First, the ‘crisis’ collocating with the word ‘NHS’ became a productivity crisis rather than a staffing crisis, because the number of NHS staff rapidly increased after the Covid-19 pandemic, but the NHS’s output (activity such as A&E attendances and primary care consultations, for example) didn’t grow at the same pace.

Reports from the Institute for Fiscal Studies and hearings by the Health and Care Select Committee started to focus on worryingly low productivity growth in the NHS. The culmination of this argument was the Darzi report into the state of the NHS, which included punchy phrases like: Despite the highest level of hospital employment in the world, there appears to be no problem for which the CQC believes the solution is something other than to add more staff… It is this type of behaviour that has contributed to the sharp increases in staffing and falling productivity.

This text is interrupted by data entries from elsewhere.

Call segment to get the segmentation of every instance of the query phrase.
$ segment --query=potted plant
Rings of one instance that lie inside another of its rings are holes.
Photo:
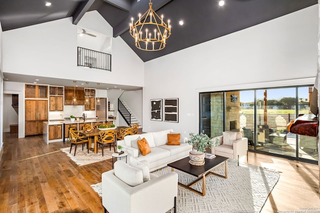
[[[192,145],[194,149],[189,153],[190,164],[195,166],[202,166],[204,164],[204,152],[206,147],[211,147],[212,142],[206,134],[201,133],[195,135],[189,134],[190,141],[188,144]]]
[[[117,152],[121,152],[121,150],[122,149],[122,146],[121,145],[116,145],[116,151]]]
[[[74,116],[73,115],[71,115],[70,116],[70,120],[71,120],[71,122],[74,123],[74,121],[76,120],[76,117]]]

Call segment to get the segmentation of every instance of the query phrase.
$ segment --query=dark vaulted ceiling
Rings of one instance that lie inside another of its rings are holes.
[[[46,6],[46,2],[51,2]],[[72,17],[76,24],[84,13],[96,10],[144,61],[183,49],[316,4],[318,0],[153,0],[152,8],[172,22],[166,48],[154,52],[134,46],[128,32],[132,17],[148,8],[149,0],[8,0],[0,1],[4,31]],[[178,22],[183,20],[184,24]]]

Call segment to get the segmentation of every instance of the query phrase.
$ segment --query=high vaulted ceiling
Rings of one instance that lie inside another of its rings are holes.
[[[4,31],[72,17],[76,24],[84,14],[96,10],[144,61],[147,61],[312,5],[318,0],[153,0],[152,8],[171,20],[172,35],[162,50],[135,47],[128,32],[132,17],[148,8],[150,0],[7,0],[0,1]],[[52,5],[46,6],[47,2]],[[183,20],[184,24],[178,22]]]

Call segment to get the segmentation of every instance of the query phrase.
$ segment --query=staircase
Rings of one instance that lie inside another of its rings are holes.
[[[141,123],[136,118],[136,115],[126,104],[123,100],[119,99],[118,99],[118,111],[122,117],[124,118],[128,126],[130,124],[139,124],[140,128],[141,128]]]

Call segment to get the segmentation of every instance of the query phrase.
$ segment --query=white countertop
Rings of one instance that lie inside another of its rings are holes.
[[[44,123],[46,123],[48,125],[56,125],[58,124],[80,124],[83,123],[91,123],[91,122],[97,122],[100,121],[114,121],[114,119],[86,119],[86,120],[80,119],[79,121],[76,121],[76,120],[74,122],[72,122],[71,121],[44,121]]]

And things started to get real. First, news broke that the Manchester health care system was in financial straits and needed to look at its workforce bill. And then it became clear that Manchester was an outrider rather than an outlier as other parts of the NHS followed suit. The government has recommitted to its target to recruit 8,500 extra mental health workers, but this staffing growth is the policy exception rather than the rule because up and down the country NHS providers are trying to make cuts to other areas of workforce spending. Although most of this is still focused on reducing spending on temporary staff, a recent NHS Providers survey suggested that over a third of NHS frontline organisations were planning to cut clinical staffing posts to balance the books.

So here we are then. The NHS had a long-term plan to recruit and retain more staff over the next decade. And NHS organisations are planning to reduce staffing costs and, in some cases, cut staffing numbers over the next few months. Does the NHS have too many staff or too few? The answer, it would seem, is ‘both’.

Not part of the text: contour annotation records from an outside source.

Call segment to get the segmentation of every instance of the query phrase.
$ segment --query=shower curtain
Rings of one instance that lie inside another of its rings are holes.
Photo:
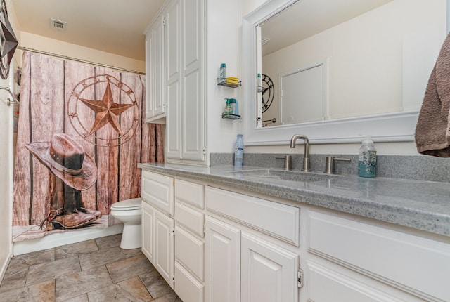
[[[24,52],[14,172],[14,241],[116,223],[141,196],[139,162],[162,162],[145,123],[145,77]]]

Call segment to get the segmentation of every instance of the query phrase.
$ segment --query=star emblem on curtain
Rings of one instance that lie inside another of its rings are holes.
[[[132,107],[133,104],[114,103],[112,92],[109,82],[106,86],[106,89],[101,100],[88,100],[82,98],[79,99],[96,112],[96,119],[94,121],[92,129],[86,136],[90,136],[108,124],[110,124],[120,136],[123,136],[123,132],[119,123],[119,116]]]

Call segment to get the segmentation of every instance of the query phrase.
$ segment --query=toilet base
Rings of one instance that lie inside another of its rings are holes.
[[[120,241],[120,248],[129,249],[141,247],[142,246],[141,232],[141,224],[124,224],[124,230],[122,233],[122,240]]]

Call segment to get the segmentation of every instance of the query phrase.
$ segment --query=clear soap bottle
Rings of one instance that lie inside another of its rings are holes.
[[[242,166],[244,157],[244,143],[242,140],[242,134],[238,134],[236,144],[234,149],[234,165]]]
[[[358,174],[361,177],[374,178],[377,169],[377,151],[370,136],[366,136],[359,148]]]

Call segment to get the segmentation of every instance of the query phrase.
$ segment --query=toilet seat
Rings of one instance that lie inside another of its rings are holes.
[[[123,200],[112,204],[111,205],[111,210],[117,211],[130,211],[130,210],[139,210],[141,206],[142,198],[133,198],[131,199]]]

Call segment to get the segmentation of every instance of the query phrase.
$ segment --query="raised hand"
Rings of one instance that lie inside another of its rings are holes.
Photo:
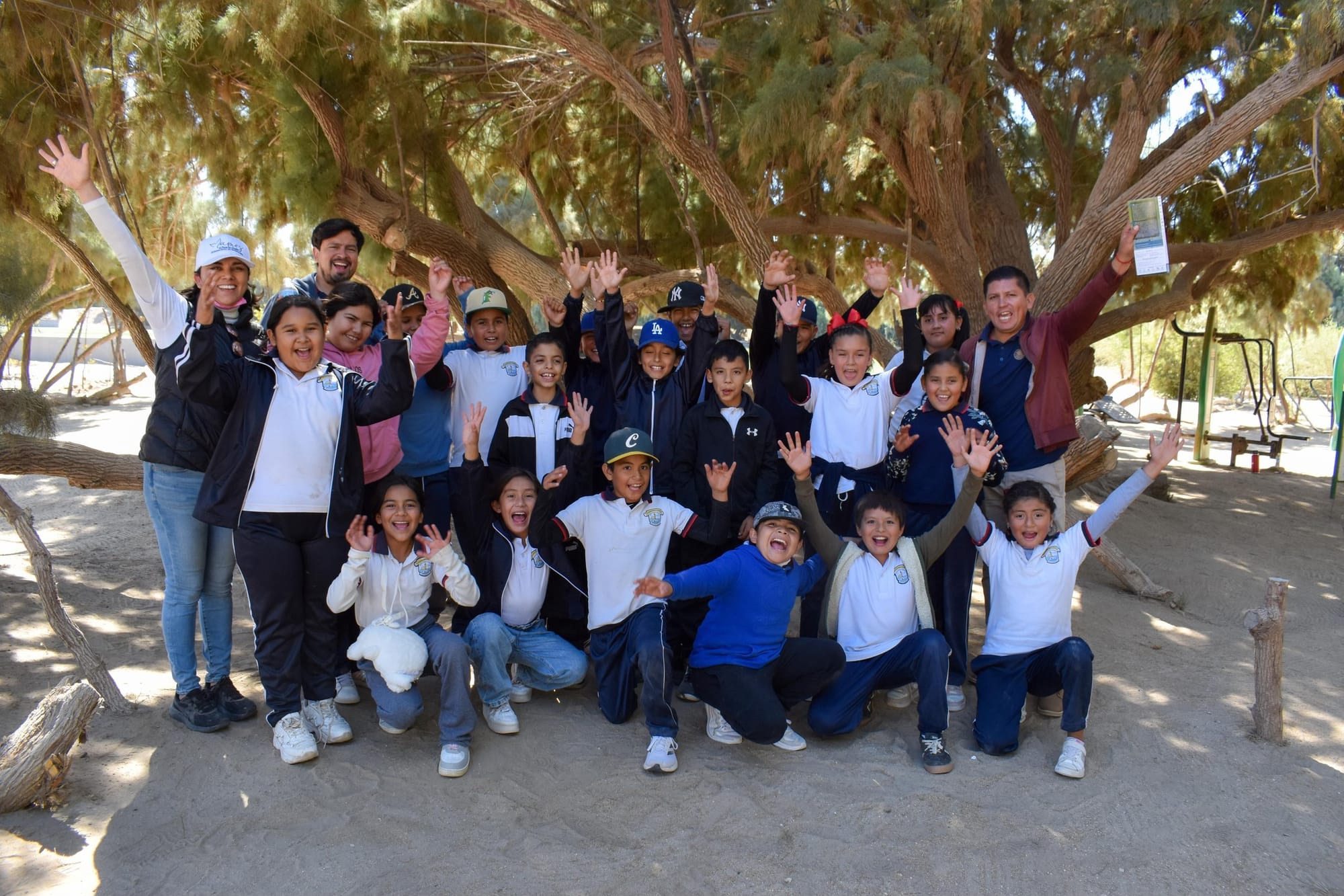
[[[44,171],[62,186],[74,190],[79,202],[91,202],[101,196],[98,187],[93,183],[93,161],[89,159],[89,144],[79,148],[77,156],[70,151],[66,136],[58,133],[55,140],[47,140],[47,148],[38,147],[38,155],[47,164],[38,165],[38,171]]]
[[[462,451],[480,456],[481,424],[485,422],[485,405],[473,402],[462,414]]]
[[[896,451],[910,451],[910,445],[919,441],[919,436],[910,435],[910,424],[906,424],[896,432],[896,437],[891,441],[891,447]]]
[[[597,262],[597,281],[602,287],[602,292],[614,296],[621,292],[621,281],[625,280],[625,274],[629,268],[622,268],[618,264],[618,257],[610,249],[602,250],[601,258]]]
[[[360,514],[349,521],[345,530],[345,542],[355,550],[371,553],[374,550],[374,527],[367,525],[368,517]]]
[[[770,253],[770,258],[765,262],[765,272],[761,274],[761,283],[766,289],[778,289],[784,284],[798,278],[798,274],[789,273],[790,261],[793,258],[789,257],[788,252]]]
[[[542,491],[551,491],[552,488],[559,488],[564,478],[570,475],[570,468],[560,465],[551,472],[542,476]]]
[[[593,266],[583,264],[583,257],[578,246],[567,246],[560,250],[560,273],[570,281],[571,296],[574,293],[583,295],[583,287],[587,285],[591,272]]]
[[[802,301],[798,299],[798,288],[792,283],[781,285],[774,293],[774,308],[780,312],[780,320],[785,327],[797,327],[802,320]]]
[[[907,277],[900,278],[900,288],[896,289],[896,299],[900,301],[900,309],[917,309],[919,303],[923,301],[925,291],[914,284],[914,281]]]
[[[794,479],[810,479],[812,478],[812,443],[802,441],[801,432],[786,432],[784,433],[784,441],[780,444],[780,456],[784,457],[784,463],[789,464],[789,470],[793,471]]]
[[[430,295],[433,296],[434,293]],[[434,297],[437,299],[438,296]],[[406,331],[402,330],[402,293],[396,293],[395,305],[383,308],[383,335],[392,340],[406,338]]]
[[[542,316],[546,318],[546,323],[551,324],[556,330],[564,326],[564,318],[567,311],[564,303],[559,299],[552,299],[550,296],[542,299]]]
[[[582,445],[589,426],[593,425],[593,405],[577,391],[570,397],[570,420],[574,421],[574,433],[570,436],[570,441]]]
[[[448,266],[448,262],[435,256],[429,262],[429,295],[444,301],[448,299],[448,291],[453,285],[453,269]]]
[[[863,285],[879,299],[891,288],[891,266],[882,258],[863,260]]]
[[[704,478],[710,480],[710,496],[714,500],[728,499],[728,483],[732,482],[732,474],[737,468],[737,461],[732,461],[731,467],[718,460],[704,464]]]
[[[652,597],[671,597],[672,585],[667,584],[661,578],[655,578],[653,576],[645,576],[644,578],[637,578],[634,581],[634,596],[649,595]]]
[[[719,304],[719,272],[714,265],[704,265],[704,304],[700,313],[706,318],[714,316],[714,307]]]
[[[1180,435],[1180,426],[1171,424],[1163,428],[1163,437],[1148,437],[1149,461],[1144,464],[1144,472],[1156,479],[1163,467],[1176,460],[1176,455],[1185,445],[1185,439]]]
[[[453,539],[452,530],[438,534],[438,526],[426,525],[423,535],[415,535],[415,544],[419,548],[415,549],[418,557],[433,557],[438,552],[448,548],[448,542]]]
[[[964,467],[966,464],[966,428],[961,425],[961,417],[957,414],[943,417],[938,435],[948,443],[948,451],[952,452],[952,465]]]
[[[999,444],[997,435],[991,436],[984,429],[972,429],[970,445],[962,456],[970,465],[970,472],[984,476],[989,471],[989,461],[1000,451],[1003,451],[1003,445]]]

Local NHS organisations are not blameless when it comes to NHS boom-and-bust workforce planning. Some local NHS directors have told me how local recruitment was driven by a need to recruit as many staff as quickly as possible from wherever they could – which led to mismatches in which services were under or over-staffed. And local NHS employers can still do much more to tackle staffing shortages by providing better working conditions and holding onto the existing staff they have.

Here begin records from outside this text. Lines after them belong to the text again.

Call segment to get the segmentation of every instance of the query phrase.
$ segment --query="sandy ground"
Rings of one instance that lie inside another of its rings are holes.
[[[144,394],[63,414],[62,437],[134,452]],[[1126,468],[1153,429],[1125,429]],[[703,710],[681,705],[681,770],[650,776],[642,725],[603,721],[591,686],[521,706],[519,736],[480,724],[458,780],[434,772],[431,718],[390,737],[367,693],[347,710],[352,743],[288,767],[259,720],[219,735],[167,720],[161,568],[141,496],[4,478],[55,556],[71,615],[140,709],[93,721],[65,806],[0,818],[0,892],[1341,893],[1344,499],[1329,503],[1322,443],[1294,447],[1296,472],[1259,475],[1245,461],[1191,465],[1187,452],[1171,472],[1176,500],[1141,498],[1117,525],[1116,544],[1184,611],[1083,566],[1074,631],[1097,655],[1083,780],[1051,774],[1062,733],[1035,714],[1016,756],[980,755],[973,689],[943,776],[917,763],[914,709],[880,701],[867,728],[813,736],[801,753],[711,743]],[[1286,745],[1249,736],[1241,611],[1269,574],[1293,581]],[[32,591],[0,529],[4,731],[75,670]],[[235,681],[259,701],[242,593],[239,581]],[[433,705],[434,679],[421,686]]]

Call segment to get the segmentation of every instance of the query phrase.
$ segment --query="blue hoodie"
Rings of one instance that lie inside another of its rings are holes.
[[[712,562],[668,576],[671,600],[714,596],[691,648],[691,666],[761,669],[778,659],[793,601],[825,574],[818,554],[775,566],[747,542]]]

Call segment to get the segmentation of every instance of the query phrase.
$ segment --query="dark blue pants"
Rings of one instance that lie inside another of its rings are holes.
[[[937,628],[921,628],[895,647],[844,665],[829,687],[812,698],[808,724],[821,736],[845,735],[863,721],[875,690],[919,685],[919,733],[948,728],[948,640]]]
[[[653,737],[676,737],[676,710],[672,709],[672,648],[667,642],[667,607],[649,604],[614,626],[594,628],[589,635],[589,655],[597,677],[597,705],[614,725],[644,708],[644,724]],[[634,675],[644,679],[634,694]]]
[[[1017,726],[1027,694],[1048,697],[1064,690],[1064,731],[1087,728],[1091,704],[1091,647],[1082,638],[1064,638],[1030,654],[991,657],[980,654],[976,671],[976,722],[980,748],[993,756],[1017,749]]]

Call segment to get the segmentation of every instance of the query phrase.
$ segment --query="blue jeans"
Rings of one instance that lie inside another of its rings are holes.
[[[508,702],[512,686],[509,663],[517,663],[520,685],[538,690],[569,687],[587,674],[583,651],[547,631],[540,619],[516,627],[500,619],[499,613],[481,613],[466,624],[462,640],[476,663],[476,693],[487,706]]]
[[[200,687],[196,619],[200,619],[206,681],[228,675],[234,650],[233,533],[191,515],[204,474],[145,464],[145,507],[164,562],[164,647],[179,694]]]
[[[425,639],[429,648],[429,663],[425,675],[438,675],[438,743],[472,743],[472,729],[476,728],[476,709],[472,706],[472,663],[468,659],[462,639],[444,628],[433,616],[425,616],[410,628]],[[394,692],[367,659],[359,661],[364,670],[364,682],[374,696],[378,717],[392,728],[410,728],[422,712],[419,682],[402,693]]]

“But it is hard to plan locally when there are so many volte-faces at the national level that create this boom-and-bust dynamic ”

Author:

But it is hard to plan locally when there are so many volte-faces at the national level that create this boom-and-bust dynamic (Figure 1). No wonder then that headlines from 20 years ago about an ‘appalling lack of planning by the Government which meant that trusts recruited far more staff than they could afford to pay’ could be repeated today.

Chart showing how NHS nursing numbers have dramatically waxed and waned over the past 15 years

Workforce planning is fiendishly difficult to get right, and the risks are not always symmetrical if you get it wrong. Train too many staff and you end up with them unemployed, underemployed, retraining or emigrating. Train too few (or retain too few) and you end up in a desperate game of catch-up as you try to restart training pipelines or boost international recruitment.

At the risk of sounding Pollyanna-ish, if a large part of the problem was the failure to plan for the long-term, then the 10 Year Health Plan has provided more clarity. The government has said that more staff and more funding cannot always be the answer to the problems facing the NHS. It has asserted that the previous 2023 NHS long-term workforce plan is ‘a fiction, and we reject it’. And it has declared that the updated 2025 workforce plan will assume fewer staff will be needed than the 2023 plan suggested.

So, if the government’s view is that technology, prevention and new models of care will require lower staffing increases than the long-term workforce plan assumed, then that detailed modelling should be spelt out in black and white so that the NHS can consequently manage its budget, its recruitment plans, and its training relationships with universities in response. If nothing else, the clarity would be welcome. As with many crises and times of uncertainty, it’s easier to get to steadier ground once you know where you are heading.